The first few stashes of moonshine proved fairly easy to locate – Freddy Tyson had never been terribly creative. Dumping the acrid liquid into the food-processor’s return receptacle one flask, jug, or bottle at a time, Steffen felt the dull thump of a secondary explosion down the hall through his boots. He hoped he hadn’t done Sangster any lasting damage, and that pouring such a vast amount of ethanol into the food-reclamation piping would not lead to a sanitation system failure, but either of those would be an acceptable loss to have his torch operations expert sober.

“What are you-”

Steffen turned away from the return receptacle in time to see Freddy Tyson charging across the small cabin at him, face ashen. Rather than fight over the bottles, Steffen dropped them and turned to wrap the younger, smaller man in an inelegant but inescapable bear hug, slowly pushing him away from the still-intact moonshine bottles. “You’ve lost it, Freddy.”

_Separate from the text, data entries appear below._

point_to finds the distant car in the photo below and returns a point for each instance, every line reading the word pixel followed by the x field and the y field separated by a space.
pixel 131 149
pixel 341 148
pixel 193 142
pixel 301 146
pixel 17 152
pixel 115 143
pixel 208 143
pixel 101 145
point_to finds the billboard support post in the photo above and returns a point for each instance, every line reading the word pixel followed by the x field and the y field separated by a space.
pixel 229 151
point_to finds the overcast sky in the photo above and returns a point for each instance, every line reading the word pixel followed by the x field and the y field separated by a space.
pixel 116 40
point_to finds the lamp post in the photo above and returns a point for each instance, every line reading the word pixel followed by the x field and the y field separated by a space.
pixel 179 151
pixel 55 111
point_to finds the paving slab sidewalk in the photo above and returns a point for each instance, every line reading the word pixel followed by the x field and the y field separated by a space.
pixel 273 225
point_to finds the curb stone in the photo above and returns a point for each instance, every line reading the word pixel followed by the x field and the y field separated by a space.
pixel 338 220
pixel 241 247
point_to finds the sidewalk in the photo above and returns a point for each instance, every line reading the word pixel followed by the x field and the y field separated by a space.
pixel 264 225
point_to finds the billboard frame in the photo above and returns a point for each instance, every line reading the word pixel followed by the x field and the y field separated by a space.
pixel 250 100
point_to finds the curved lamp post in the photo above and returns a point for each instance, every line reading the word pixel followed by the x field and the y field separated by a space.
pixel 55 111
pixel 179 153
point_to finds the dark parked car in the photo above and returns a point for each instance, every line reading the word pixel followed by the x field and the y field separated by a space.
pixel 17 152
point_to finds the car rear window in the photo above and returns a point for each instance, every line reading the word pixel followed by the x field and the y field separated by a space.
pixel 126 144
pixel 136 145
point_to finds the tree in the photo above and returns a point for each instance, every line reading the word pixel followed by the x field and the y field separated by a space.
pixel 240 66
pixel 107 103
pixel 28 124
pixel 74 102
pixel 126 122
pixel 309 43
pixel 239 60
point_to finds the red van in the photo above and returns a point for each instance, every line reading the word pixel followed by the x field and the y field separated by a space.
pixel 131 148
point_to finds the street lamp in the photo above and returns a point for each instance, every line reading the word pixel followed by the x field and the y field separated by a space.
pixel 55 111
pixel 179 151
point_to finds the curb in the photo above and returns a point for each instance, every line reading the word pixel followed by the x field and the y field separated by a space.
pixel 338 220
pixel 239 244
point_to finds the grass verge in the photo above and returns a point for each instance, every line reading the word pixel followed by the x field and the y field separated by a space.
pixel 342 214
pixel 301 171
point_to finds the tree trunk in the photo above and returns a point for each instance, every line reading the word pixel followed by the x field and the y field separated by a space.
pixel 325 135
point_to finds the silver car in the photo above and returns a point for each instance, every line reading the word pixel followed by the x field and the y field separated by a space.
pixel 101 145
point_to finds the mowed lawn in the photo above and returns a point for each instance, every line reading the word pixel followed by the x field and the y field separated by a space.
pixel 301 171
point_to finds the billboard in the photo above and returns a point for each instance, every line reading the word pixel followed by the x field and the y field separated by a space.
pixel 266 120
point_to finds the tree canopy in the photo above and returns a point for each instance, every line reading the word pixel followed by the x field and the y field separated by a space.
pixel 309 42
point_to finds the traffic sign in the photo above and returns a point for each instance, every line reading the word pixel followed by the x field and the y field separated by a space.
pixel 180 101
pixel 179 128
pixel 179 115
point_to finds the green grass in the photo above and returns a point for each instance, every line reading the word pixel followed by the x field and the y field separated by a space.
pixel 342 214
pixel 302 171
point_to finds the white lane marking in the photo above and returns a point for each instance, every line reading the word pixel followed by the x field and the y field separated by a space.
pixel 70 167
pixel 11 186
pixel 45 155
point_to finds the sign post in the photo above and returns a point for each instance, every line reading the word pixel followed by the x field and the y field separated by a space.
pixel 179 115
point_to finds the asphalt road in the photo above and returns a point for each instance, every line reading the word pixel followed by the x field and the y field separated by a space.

“Don’t do this, Steffen.” Freddy struggled and squirmed to free himself. “Don’t. I’m begging you.”

Tyson had never been a military man and had never been in a proper fight as long as he’d been aboard Sangster, so it took Steffen, even in his advanced age, only a few moments to push Freddy bodily out of the cabin.

“Seal door. Command override.”

As Tyson struggled shakily to his feet, the computer obeyed Steffen’s instructions, interposing the metal panel between them.

Ignoring furious pounding on the other side and the muffled screaming and begging of his subordinate, Steffen returned to his task, emptying the bottles one at a time, then searching the cabin for more hidden stashes. Freddy Tyson would be sober when it came time to re-attach the two halves of Ravi Songbird and tow her back to Maribel. If that meant this would be Freddy Tyson’s last cruise aboard Sangster, that was a price Steffen and his remaining crew would just have to pay.